The first objective of the National Policy on Infant and Young Child Feeding in Nigeria published in 2010 is “to protect, promote and support exclusive breastfeeding in the first six months of life”. There is no enabling law to back up this policy in employer-employee relations. Sustained breastfeeding is facilitated by a longer duration of maternity leave, but inconsistent maternity leave policies and lack of enforcement of existing policies are deterrents.

According to the Nigerian Labour Act, women are entitled to three months of maternity leave which falls short of the six months recommended period for exclusive breastfeeding and largely only applies to public sector workers. “Given the obvious benefits of breastfeeding, there is a clear need to strengthen workplace policies for exclusive breastfeeding both in public and private organizations, and to ensure that these policies become consistent across all sectors,” Ihekweazu.

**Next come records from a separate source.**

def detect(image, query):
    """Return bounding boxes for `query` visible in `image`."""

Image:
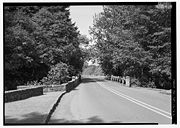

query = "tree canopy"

[90,3,172,88]
[4,6,87,90]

UNICEF Executive Director, Henrietta Fore and World Health Organisation (WHO) Director-General, Dr. Tedros Adhanom Ghebreyesus, in a joint statement released on the occasion of World Breastfeeding Week, August 1 to 8, 2021, said: “Initiation of breastfeeding within the first hour of birth, followed by exclusive breastfeeding for six months and continued breastfeeding for up to two years or beyond offer a powerful line of defence against all forms of child malnutrition, including wasting and obesity. Breastfeeding also acts as babies’ first vaccine, protecting them against many common childhood illnesses.


“While there has been progressing in breastfeeding rates in the last four decades – with a 50 per cent increase in the prevalence of exclusive breastfeeding globally – the COVID-19 pandemic highlights the fragility of those gains.

“In many countries, the pandemic has caused significant disruptions in breastfeeding support services, while increasing the risk of food insecurity and malnutrition. Several countries have reported that producers of baby foods have compounded these risks by invoking unfounded fears that breastfeeding can transmit COVID-19 and marketing their products as a safer alternative to breastfeeding.”

They said this year’s World Breastfeeding Week, under its theme “Protect Breastfeeding: A Shared Responsibility” is a time to revisit the commitments made at the start of this year by prioritising breastfeeding-friendly environments for mothers and babies. This includes:
•Ensuring the International Code of Marketing of Breastmilk Substitutes – established to protect mothers from aggressive marketing practices by the baby food industry – is fully implemented by governments, health workers, and the industry.


•Ensuring health care workers have the resources and information they need to effectively support mothers to breastfeed, including through global efforts such as the Baby-friendly Hospital Initiative, and guidelines on breastfeeding counselling.

•Ensuring employers allow women the time and space they need to breastfeed; including paid parental leave with longer maternity leave; safe places for breastfeeding in the workplace; access to affordable and good-quality childcare; and universal child benefits and adequate wages.

They said as the world approach the United Nations (UN) Food Systems Summit in September and the Tokyo Nutrition for Growth Summit in December, governments, donors, civil society and the private sector all have an opportunity to make smart investments and commitments to tackle the global malnutrition crisis – including protecting, promoting and supporting breastfeeding – through stronger policies, programmes and actions.

UNICEF and WHO added: “Now is not the time to lower our ambitions. Now is the time to aim high. We are committed to making the Nutrition for Growth Year of Action a success by ensuring that every child’s right to nutritious, safe, and affordable food and adequate nutrition is realized from the beginning of life, starting with breastfeeding.”